再会と目的−1


15世紀フランスの特異点を修正してから数日、立香とマシュ、唯斗はロマニに呼ばれて召喚ルームに来ていた。

レイシフト後の身体検査に問題はなく、特異点で負傷した傷も手当は済んでいる。ちなみに、特異点での怪我は、なかったことにするとその時空における異物性が高まり修正圧力がかかるため、意味消失のリスクが高くなることから行わない。
様々なことが「なかったこと」になる特異点だが、そういうところは現実に反映せざるを得ないのだ。

今、こうして召喚ルームに来ているのは、様々な検査も終えて次の作戦を視野に入れてのことだった。
次の特異点は概ね特定が済んでおり、細かな座標の設定に時間を要するものの、あと半月ほどで作戦行動に入れる。それに向けて、戦力の増強を図るのだ。


「戦闘中だけならマスター1人につき三騎まで一時召喚できるようになった。カルデアもようやく万全の体制だぞ。あとは、サーヴァントを呼ぶだけだ」


ロマニは魔術式を前にそう言った。マシュは「緊張しますね…!」と答えながら触媒となる盾を置く。

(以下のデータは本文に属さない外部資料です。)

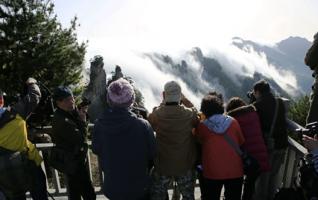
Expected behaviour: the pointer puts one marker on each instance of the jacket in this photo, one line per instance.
(176, 146)
(14, 135)
(69, 132)
(265, 107)
(125, 146)
(254, 143)
(219, 159)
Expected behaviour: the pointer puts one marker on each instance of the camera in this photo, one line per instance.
(310, 130)
(140, 111)
(84, 102)
(251, 96)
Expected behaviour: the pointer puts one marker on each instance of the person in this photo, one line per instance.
(311, 60)
(13, 138)
(271, 112)
(69, 131)
(222, 165)
(311, 143)
(124, 144)
(2, 94)
(254, 144)
(176, 149)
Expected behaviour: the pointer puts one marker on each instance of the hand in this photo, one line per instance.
(310, 143)
(30, 81)
(82, 114)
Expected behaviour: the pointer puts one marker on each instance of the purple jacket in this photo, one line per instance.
(254, 142)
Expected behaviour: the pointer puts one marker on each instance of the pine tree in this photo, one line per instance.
(33, 43)
(298, 110)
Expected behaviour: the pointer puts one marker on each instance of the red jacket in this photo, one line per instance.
(254, 144)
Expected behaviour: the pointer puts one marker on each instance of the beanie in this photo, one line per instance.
(120, 93)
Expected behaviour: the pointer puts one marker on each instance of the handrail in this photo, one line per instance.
(286, 175)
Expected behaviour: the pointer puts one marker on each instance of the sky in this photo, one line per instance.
(189, 22)
(122, 30)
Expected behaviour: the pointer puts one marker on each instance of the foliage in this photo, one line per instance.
(34, 43)
(299, 109)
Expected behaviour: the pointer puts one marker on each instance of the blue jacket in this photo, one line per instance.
(125, 145)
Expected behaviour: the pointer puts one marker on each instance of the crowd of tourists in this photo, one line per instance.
(141, 158)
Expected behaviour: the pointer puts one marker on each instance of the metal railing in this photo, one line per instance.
(56, 184)
(57, 187)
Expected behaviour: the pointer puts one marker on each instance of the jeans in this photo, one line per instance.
(233, 188)
(268, 183)
(80, 184)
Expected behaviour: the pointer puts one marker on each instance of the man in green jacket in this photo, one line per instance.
(176, 151)
(69, 131)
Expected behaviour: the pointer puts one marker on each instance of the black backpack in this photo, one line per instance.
(6, 117)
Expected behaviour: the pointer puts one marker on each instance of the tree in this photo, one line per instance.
(33, 43)
(299, 109)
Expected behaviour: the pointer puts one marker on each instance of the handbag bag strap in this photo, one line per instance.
(233, 144)
(275, 117)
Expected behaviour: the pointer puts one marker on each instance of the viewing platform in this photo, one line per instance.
(57, 188)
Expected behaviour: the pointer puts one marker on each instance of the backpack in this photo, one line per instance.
(7, 116)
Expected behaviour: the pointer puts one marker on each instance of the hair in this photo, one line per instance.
(211, 105)
(214, 93)
(235, 102)
(262, 86)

「触媒ありでの召喚は唯斗君は初だね。どんな人が来るかな」

「基本的には縁だろ。縁もないのに来てくれるヤツはだいぶ特殊だ。第一特異点で出会った誰かじゃないのか」

「ジークフリートとか来るといいね、戦力的に」


ロマニはすっかりワクワクとしたようにしており、まだ緊張した面持ちの立香やマシュと比べると暢気だ。その後ろにいるダ・ヴィンチはさすがに呆れている。

縁を結んだ相手が基本的に召喚されるわけだが、今回は触媒もあるため、唯斗の魔力量に応じてロマニは大物を期待しているようだ。
もちろん大物が来ればそれは良いことだが、かといって唯斗が御しきれなければ意味はない。きちんと相性のいい相手でないと逆効果ですらある。

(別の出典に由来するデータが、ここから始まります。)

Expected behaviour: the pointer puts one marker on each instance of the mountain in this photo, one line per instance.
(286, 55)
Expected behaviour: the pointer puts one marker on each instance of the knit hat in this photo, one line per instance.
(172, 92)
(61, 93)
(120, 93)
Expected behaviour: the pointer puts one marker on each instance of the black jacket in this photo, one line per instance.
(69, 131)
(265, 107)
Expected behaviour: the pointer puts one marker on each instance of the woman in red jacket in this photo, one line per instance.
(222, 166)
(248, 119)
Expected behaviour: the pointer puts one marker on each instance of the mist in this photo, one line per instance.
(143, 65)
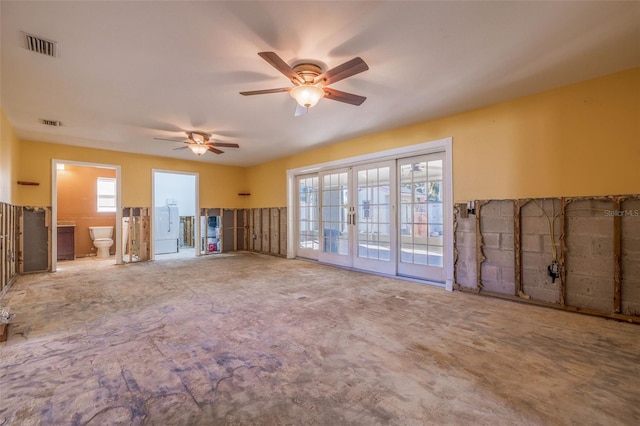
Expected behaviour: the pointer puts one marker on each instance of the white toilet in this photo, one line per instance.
(101, 236)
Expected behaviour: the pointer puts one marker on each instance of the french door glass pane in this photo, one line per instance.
(335, 199)
(421, 213)
(374, 221)
(308, 217)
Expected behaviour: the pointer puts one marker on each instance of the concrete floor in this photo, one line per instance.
(252, 339)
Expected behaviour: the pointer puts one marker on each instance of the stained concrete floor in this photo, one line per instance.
(251, 339)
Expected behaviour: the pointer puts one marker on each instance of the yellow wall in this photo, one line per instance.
(9, 144)
(582, 139)
(219, 185)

「じゃあ立香君から行こうか。今日から毎日一騎ずつ、計5人だね。唯斗君は計二騎を目指そう」

「分かった」


立香は術式の前に立つと、詠唱を開始する。

噛みそうになりながら術式に手をかざし、詠唱が進むと少しずつ術式が青白く光を放ち始める。やがて、マシュの盾も輝き、詠唱は最終段階に至った。
そして詠唱が終わった瞬間、術式からマナの霧が噴きだし、人影が現れる。


「……またお会いできましたね、マスター」

「き、清姫…!」


出てきたのはフランスでお世話になった清姫だった。立香は口元を若干引き攣らせながら笑うが、マシュは別の驚きを浮かべていた。


「清姫さん、記憶があるのですか…?!」

「もちろん、私は愛のために輪廻転生の因果すら超えて化けたのですから」


清姫は、伝説では輪廻転生を経てもなお記憶を有していた。だからだろう、特異点の記憶を持ったままカルデアに召喚されたようだった。恐ろしいまでのストーキング能力に、唯斗は僅かに立香に同情した。


「あー…うん、清姫はちょっと特殊な例だね。マシュ、君の認識通り、基本的には特異点の記憶はサーヴァントであっても継承されない。歴史に記録が残らないからね。特異点で出会ったサーヴァントをカルデアに召喚できても、ほとんどは記憶を共有できない。もちろん、サーヴァントとしての性質から、清姫のように記憶を持つ者もいるし、他にも可能性がある英霊はいる」

「なるほど…でも、特異点で仲良くなれたのですから、カルデアでもきっと…」

「あぁ。マシュと立香君なら問題ないだろう。唯斗君は、まぁ別枠だ」

「はっきりコミュ障だっつっていいんだぞ」


清姫のような例を除けば、正史に記録の残らない特異点での記憶を所有しているサーヴァントは基本的にいない。千里眼のような特殊な能力があれば別だが、そうでなければカルデアでは向こうにとっては初対面となるだろう。